Pelvic ring fractures range from stable, minimally displaced breaks to highly unstable injuries associated with life-threatening hemorrhage. They are considered serious injuries in trauma surgery and require rapid, structured management.

Causes

Pelvic ring fractures are most commonly caused by significant mechanical force. Typical causes include:

  • High-energy trauma: Traffic accidents (e.g., motorcycle or car collisions), falls from height
  • Occupational accidents: Crushing injuries from machinery or heavy objects
  • Stress fractures: Particularly in older individuals with osteoporosis or in competitive athletes
  • Insufficiency fractures: Occurring in weakened bone due to osteoporosis or malignancy, sometimes without significant trauma

Classification

The most widely used classification systems are the AO/OTA classification and the Tile classification, both of which assess pelvic ring stability:

  • Type A (stable): Fracture without disruption of the posterior pelvic ring, e.g., isolated pubic ramus fracture
  • Type B (rotationally unstable, vertically stable): Partial disruption of the pelvic ring, e.g., open-book injury from external rotation force
  • Type C (rotationally and vertically unstable): Complete disruption of both the anterior and posterior pelvic ring, often associated with massive hemorrhage

Symptoms

The symptoms of a pelvic ring fracture vary depending on the severity of the injury:

  • Severe pain in the pelvis, groin, or lower back
  • Tenderness on palpation over the pelvic ring and sacroiliac joints
  • Visible deformity or asymmetry of the pelvis
  • Inability or difficulty with weight-bearing and walking
  • Swelling and bruising (hematoma) over the pelvis or perineum
  • In severe cases: signs of hemorrhagic shock (circulatory failure due to blood loss)
  • Possible associated injuries: bladder, bowel, or vascular injuries, and nerve damage

Diagnosis

Diagnosis is established through a combination of clinical examination and imaging:

  • Clinical examination: Assessment of pelvic stability (compression and distraction tests), neurological evaluation
  • Pelvic X-ray: First-line imaging in the trauma bay, provides an overview of fracture type
  • Computed tomography (CT): Gold standard for detailed assessment of fracture pattern, displacement, and associated injuries
  • Ultrasound (FAST): To rule out free fluid in the abdomen in polytrauma patients
  • Angiography / CT angiography: When active bleeding from pelvic vessels is suspected

Treatment

Emergency Management

In unstable pelvic ring fractures, hemorrhage control is the top priority. Measures include:

  • Application of a pelvic binder or pelvic clamp for emergency stabilization
  • Transfusion of blood products and coagulation factors
  • Angioembolization: Interventional radiology procedure to control arterial bleeding
  • Preperitoneal pelvic packing: Surgical hemorrhage control through direct tamponade of the pelvis

Surgical Treatment

Once stabilized, unstable fractures are treated surgically:

  • External fixation: Temporary stabilization using an external fixator frame
  • Internal fixation: Definitive treatment using plate osteosynthesis, iliosacral screws, or combined techniques
  • Minimally invasive techniques: Percutaneous screw fixation, particularly in elderly patients

Conservative Treatment

Stable fractures (Type A) may be managed conservatively with pain management, bed rest, and subsequent physiotherapy. Early mobilization is encouraged to prevent complications such as deep vein thrombosis.
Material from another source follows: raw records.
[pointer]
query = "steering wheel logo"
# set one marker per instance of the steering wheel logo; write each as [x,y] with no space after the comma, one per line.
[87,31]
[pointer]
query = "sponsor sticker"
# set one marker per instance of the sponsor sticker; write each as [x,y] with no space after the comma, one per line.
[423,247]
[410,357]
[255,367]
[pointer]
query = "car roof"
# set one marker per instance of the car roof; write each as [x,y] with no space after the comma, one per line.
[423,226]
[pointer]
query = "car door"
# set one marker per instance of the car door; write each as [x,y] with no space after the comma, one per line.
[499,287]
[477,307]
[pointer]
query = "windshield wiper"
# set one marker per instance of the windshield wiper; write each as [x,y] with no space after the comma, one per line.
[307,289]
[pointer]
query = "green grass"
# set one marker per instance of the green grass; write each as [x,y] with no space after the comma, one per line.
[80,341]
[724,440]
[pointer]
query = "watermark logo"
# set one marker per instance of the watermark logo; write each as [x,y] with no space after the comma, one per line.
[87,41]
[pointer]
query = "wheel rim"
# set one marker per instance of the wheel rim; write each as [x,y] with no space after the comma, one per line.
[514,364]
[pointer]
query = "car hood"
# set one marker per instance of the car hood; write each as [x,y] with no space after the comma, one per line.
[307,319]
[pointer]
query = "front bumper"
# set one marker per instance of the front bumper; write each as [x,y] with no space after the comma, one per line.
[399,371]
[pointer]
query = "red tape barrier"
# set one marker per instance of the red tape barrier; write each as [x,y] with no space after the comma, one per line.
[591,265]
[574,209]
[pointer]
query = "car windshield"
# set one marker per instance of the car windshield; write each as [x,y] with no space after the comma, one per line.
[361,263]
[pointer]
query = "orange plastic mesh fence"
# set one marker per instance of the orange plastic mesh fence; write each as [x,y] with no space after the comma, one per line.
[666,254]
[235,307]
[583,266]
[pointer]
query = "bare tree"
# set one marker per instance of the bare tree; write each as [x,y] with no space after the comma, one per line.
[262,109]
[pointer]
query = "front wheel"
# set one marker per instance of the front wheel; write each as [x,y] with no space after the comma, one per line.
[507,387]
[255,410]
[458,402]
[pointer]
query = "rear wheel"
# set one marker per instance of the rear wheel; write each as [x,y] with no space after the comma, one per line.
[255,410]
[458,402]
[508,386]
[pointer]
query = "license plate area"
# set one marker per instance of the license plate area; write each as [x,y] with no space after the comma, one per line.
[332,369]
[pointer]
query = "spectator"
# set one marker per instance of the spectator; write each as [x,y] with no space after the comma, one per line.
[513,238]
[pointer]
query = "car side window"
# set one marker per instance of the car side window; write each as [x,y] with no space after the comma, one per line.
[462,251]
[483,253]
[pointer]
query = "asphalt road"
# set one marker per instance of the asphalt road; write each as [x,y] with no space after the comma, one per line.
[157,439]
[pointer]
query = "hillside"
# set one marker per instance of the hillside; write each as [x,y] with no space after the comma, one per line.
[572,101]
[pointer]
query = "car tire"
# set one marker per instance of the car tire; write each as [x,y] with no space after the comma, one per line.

Rehabilitation and Prognosis

Rehabilitation following a pelvic ring fracture involves physiotherapy, gait training, and, where needed, occupational therapy. The prognosis depends on the fracture type, the extent of associated injuries, and the age of the patient. Stable fractures typically heal completely. Severe unstable injuries may result in chronic pain, restricted mobility, or persistent neurological deficits.

References

  1. Tile M, Helfet DL, Kellam JF: Fractures of the Pelvis and Acetabulum. 3rd edition. Lippincott Williams & Wilkins, 2003.
  2. Flint L, Cryer HG: Pelvic fracture: the last 50 years. Journal of Trauma. 2010;69(3):483-488.
  3. American College of Surgeons: Advanced Trauma Life Support (ATLS) Student Course Manual. 10th edition. Chicago, 2018.